As Skift Research correctly identified, modern vendors’ pricing models and the associated Total Cost of Ownership have witnessed a radical change in recent years. With true, API-centric solutions, the days of paying license fees, professional service efforts, and ongoing support charges for integration are in the past. In fact, upfront, one-time fees of any description should be challenged and scrutinized in an era where Software as a Service (SaaS) applications with zero Capital Expenditure (CapEx) models prevail.

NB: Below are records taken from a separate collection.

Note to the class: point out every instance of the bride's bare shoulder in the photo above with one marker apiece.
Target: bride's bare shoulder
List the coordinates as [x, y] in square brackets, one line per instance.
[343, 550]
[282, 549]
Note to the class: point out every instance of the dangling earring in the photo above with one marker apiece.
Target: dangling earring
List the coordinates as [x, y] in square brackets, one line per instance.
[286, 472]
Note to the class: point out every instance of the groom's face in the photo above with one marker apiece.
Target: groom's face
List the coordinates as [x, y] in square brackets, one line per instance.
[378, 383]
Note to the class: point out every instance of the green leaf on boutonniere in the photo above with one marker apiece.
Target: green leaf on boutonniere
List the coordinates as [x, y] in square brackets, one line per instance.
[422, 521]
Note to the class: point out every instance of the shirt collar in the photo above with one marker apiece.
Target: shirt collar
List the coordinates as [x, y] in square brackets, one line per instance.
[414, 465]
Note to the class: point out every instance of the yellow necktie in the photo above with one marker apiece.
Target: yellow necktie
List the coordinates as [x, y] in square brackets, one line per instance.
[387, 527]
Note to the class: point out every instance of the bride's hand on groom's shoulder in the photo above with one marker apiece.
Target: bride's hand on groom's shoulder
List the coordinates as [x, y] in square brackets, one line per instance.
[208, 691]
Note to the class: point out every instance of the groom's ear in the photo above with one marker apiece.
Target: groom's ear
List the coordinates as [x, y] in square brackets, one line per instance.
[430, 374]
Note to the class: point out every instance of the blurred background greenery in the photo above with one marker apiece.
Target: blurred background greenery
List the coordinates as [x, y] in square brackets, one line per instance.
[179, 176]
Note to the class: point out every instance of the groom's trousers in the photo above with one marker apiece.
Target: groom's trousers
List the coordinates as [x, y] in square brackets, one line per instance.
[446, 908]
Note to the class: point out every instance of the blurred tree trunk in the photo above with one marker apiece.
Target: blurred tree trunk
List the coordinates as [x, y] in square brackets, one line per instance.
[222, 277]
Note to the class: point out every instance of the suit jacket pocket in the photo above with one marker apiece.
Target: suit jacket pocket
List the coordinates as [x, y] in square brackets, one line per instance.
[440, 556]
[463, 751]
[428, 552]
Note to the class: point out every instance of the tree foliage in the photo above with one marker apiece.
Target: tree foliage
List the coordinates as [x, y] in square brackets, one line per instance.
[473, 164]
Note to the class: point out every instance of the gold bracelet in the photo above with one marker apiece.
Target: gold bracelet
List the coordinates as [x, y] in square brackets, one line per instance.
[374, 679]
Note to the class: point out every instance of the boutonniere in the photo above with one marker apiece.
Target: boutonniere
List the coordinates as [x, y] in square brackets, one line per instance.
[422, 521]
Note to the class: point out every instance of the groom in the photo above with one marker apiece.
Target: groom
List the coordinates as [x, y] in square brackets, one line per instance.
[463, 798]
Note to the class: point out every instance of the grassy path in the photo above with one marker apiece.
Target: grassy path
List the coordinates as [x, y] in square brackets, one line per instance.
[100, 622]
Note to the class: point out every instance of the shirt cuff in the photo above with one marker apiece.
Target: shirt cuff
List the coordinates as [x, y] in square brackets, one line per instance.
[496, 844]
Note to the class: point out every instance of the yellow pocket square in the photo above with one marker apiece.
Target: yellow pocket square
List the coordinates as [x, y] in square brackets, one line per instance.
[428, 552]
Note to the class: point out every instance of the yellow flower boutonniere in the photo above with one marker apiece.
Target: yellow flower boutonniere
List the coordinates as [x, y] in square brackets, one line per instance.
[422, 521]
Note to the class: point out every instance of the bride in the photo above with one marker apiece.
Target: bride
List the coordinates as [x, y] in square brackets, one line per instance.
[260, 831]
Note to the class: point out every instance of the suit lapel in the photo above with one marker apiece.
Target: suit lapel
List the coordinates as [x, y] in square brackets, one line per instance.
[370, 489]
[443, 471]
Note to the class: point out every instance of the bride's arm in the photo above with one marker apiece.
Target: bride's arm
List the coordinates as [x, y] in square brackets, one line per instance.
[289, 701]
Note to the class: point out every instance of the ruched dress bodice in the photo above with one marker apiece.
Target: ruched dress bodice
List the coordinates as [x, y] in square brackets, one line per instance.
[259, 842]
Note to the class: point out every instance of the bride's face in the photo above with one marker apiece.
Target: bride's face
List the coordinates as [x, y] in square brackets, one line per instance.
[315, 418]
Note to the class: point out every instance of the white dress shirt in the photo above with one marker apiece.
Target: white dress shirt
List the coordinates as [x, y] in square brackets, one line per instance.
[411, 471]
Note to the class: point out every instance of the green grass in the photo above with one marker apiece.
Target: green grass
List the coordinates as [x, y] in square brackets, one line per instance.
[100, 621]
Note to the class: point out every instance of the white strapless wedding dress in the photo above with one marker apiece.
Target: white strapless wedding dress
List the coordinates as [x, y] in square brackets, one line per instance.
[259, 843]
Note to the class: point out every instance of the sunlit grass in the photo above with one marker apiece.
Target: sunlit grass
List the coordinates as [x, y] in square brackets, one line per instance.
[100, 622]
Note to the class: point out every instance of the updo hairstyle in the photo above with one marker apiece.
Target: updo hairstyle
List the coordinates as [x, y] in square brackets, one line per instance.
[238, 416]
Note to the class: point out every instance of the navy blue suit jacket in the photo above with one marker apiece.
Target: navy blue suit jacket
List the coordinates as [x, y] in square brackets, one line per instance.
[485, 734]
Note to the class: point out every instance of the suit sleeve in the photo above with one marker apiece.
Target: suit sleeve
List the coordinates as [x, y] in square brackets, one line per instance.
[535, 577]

Such SaaS models not only allow for more flexible contract terms but also ensure that you are always using the most up-to-date version of the software. Changes in regulation and standards are constantly met and new features are provided without the need for cost-prohibitive updates.

3. Control Your Destiny

Third, assess the extent to which you can manage systems independent of your vendor. While this might come as a shock to some, a system implementation should no longer require on-site handholding, submitting configuration documents to your vendor, or classroom training at the property. These practices were outdated even before COVID-19, but “self-service” will now be demanded as standard. 

Ultimately, having full control over IT projects makes you the master of your own destiny. Each hotelier can define their personal “speed of innovation” by completing system setups independent of your vendor’s schedule, activating integrations at the click of a button, and exploiting modern development and API environments to fully realize the capabilities of your tech stack. 

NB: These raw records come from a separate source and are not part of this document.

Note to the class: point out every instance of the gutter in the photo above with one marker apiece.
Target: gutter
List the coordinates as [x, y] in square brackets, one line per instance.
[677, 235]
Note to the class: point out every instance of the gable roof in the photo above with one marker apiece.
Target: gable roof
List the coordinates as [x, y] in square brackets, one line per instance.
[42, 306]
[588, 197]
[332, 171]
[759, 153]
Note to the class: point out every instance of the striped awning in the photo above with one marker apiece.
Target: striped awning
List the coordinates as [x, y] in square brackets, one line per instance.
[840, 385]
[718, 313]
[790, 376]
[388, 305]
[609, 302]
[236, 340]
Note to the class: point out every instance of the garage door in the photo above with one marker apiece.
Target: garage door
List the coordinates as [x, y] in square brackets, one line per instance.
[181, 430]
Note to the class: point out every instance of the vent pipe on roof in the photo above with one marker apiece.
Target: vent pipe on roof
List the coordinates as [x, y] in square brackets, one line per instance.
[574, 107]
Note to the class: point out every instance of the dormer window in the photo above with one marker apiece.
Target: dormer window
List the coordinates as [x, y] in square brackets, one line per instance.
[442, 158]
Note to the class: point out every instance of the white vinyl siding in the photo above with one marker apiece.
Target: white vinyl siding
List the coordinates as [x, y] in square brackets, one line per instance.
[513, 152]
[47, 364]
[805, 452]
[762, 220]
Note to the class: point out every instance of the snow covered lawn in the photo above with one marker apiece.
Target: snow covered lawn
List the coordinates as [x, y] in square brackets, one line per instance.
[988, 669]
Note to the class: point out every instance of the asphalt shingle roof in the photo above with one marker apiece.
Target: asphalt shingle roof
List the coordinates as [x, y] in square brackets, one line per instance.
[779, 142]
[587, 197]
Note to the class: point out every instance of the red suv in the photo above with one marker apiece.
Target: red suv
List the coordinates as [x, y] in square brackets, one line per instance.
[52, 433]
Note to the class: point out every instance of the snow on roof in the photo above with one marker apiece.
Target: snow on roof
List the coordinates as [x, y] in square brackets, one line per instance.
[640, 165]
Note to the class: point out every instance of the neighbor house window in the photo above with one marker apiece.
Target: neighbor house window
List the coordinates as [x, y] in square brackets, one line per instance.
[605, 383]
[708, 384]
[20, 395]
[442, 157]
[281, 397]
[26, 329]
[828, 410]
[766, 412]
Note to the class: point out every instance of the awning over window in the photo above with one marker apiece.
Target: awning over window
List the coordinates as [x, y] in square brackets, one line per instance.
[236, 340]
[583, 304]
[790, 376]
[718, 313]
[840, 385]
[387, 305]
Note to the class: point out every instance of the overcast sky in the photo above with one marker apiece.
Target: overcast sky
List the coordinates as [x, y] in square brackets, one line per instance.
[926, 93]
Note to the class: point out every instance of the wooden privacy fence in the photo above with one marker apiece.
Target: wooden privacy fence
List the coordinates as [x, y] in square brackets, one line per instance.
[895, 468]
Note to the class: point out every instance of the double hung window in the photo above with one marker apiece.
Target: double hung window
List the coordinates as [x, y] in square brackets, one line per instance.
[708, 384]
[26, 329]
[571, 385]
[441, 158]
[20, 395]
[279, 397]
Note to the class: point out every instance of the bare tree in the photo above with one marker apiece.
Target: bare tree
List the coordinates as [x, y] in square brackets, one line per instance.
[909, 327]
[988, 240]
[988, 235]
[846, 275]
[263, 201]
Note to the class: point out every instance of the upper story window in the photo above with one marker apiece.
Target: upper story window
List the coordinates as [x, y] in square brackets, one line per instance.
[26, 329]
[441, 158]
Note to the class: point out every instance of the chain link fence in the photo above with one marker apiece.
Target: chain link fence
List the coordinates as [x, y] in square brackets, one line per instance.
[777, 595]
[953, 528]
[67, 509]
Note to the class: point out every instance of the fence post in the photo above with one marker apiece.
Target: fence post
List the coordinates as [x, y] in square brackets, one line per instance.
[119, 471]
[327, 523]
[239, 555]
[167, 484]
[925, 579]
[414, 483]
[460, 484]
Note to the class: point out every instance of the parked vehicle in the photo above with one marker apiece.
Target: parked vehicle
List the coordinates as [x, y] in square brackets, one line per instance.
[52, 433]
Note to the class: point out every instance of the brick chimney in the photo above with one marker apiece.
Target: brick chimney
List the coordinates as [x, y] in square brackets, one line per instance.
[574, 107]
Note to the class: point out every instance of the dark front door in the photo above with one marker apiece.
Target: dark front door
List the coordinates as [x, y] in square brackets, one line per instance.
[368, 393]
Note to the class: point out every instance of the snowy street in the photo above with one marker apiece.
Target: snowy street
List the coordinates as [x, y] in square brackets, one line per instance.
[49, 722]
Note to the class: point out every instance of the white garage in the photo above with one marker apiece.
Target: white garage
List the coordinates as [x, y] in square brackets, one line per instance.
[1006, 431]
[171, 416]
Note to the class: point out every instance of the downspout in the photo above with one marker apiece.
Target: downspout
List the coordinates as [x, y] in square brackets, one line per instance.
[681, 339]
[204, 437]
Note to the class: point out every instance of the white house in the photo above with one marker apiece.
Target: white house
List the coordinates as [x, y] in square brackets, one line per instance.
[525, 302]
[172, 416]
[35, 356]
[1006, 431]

Implement solutions that are self-service, putting the control in your hands (naturally, your vendor should be readily available to guide and support you remotely, so check that they have a structure in place to do this and that the service is included in your monthly subscription).

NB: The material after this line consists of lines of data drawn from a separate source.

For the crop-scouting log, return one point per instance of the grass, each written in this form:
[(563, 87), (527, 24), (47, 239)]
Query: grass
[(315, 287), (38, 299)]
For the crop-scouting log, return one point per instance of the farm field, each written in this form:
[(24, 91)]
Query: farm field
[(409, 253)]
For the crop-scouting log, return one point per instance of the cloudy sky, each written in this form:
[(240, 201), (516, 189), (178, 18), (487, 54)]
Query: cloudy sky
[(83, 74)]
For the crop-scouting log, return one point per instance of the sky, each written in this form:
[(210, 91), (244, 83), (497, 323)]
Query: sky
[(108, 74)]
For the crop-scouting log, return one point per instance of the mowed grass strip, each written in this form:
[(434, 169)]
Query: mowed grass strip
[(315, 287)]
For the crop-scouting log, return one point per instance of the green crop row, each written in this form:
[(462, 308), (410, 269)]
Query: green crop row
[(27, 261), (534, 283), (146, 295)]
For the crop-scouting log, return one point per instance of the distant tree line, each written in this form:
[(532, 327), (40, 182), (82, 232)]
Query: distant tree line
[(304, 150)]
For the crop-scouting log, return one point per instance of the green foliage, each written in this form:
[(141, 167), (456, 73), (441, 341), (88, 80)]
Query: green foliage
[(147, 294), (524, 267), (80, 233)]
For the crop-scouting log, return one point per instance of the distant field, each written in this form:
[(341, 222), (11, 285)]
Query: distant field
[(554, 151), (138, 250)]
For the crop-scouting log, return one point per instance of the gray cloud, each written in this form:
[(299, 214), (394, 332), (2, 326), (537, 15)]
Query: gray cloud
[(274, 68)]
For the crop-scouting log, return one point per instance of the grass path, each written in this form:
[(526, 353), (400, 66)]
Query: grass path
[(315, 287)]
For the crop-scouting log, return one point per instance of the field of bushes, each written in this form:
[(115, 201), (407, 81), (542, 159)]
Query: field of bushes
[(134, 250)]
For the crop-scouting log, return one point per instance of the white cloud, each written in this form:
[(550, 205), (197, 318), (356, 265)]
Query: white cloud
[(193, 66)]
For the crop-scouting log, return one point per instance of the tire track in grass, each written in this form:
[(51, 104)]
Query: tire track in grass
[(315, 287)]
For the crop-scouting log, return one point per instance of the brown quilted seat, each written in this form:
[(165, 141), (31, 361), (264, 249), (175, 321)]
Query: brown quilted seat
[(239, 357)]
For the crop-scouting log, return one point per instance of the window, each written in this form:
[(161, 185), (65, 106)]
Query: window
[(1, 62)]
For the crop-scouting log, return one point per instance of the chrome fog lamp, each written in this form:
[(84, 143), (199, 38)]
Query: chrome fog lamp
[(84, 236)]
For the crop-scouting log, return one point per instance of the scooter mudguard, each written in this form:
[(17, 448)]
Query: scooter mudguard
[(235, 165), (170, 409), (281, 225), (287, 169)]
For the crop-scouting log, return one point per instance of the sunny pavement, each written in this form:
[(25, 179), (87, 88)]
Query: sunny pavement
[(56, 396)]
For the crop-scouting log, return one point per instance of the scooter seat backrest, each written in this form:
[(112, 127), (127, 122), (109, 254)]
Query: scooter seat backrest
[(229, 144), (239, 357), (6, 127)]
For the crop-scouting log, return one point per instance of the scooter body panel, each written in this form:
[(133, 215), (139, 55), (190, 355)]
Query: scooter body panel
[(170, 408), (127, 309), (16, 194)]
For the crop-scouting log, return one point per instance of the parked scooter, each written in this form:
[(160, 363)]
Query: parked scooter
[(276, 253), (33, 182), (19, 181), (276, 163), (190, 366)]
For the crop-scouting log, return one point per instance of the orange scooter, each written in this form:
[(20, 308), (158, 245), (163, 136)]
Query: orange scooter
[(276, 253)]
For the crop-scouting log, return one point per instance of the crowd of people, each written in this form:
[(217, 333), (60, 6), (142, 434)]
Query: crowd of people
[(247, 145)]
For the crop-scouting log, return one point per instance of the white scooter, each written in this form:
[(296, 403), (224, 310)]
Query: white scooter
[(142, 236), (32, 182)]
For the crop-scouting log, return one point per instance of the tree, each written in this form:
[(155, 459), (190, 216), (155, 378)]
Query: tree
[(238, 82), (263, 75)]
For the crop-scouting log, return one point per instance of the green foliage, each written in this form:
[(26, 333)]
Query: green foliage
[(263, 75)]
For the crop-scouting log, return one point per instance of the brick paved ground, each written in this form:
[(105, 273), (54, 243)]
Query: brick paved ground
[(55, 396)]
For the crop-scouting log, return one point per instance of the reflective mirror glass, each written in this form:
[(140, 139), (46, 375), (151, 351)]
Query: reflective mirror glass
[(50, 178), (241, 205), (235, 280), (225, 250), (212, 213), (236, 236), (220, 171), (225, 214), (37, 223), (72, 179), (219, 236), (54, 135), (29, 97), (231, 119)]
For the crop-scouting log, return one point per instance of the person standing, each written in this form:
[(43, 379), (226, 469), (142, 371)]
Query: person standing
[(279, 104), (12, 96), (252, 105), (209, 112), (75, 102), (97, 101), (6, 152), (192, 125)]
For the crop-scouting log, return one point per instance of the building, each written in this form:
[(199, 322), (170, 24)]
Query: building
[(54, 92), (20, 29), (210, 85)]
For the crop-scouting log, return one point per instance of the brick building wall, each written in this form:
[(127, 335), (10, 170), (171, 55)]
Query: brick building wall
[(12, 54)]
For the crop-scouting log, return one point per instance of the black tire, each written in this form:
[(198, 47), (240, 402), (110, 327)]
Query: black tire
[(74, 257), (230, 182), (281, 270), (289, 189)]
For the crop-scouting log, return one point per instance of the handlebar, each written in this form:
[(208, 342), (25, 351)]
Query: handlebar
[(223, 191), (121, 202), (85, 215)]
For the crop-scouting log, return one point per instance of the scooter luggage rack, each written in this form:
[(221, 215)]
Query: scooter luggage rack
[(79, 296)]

4. Demand the Smartphone Treatment

Finally, seek out vendors who provide a shopfront to explore the solutions on offer from integrated partners. Where feasible, modern systems should be easy to integrate and test in a meaningful way, without obligation or cost.

Today’s smart technology vendors eliminate unnecessary workload for themselves and their customers. Integrations have to be reusable, something that has traditionally been a major challenge, requiring significant manual effort to make systems talk to each other. Modern solutions provide 1-click-connect capabilities and - again - put the innovative hotelier in the driver’s seat.

“The ultimate functionality of a marketplace is a platform where integration partners can showcase their products, while hoteliers can access the platform and pick the integration that suits their needs. Where the marketplace comes into its own is the capability for hoteliers to instantly switch on a system while on the marketplace.” (Skift Research - The Hotel Property Management Systems Landscape 2020)


In short, there may never be a better time to review your tech stack. With time to dedicate to the process, you can take steps to implement a suite of new solutions that will make you more agile and independent, lower your costs, improve efficiency and deliver impressive guest service levels that are consistent with a new set of expectations and demands.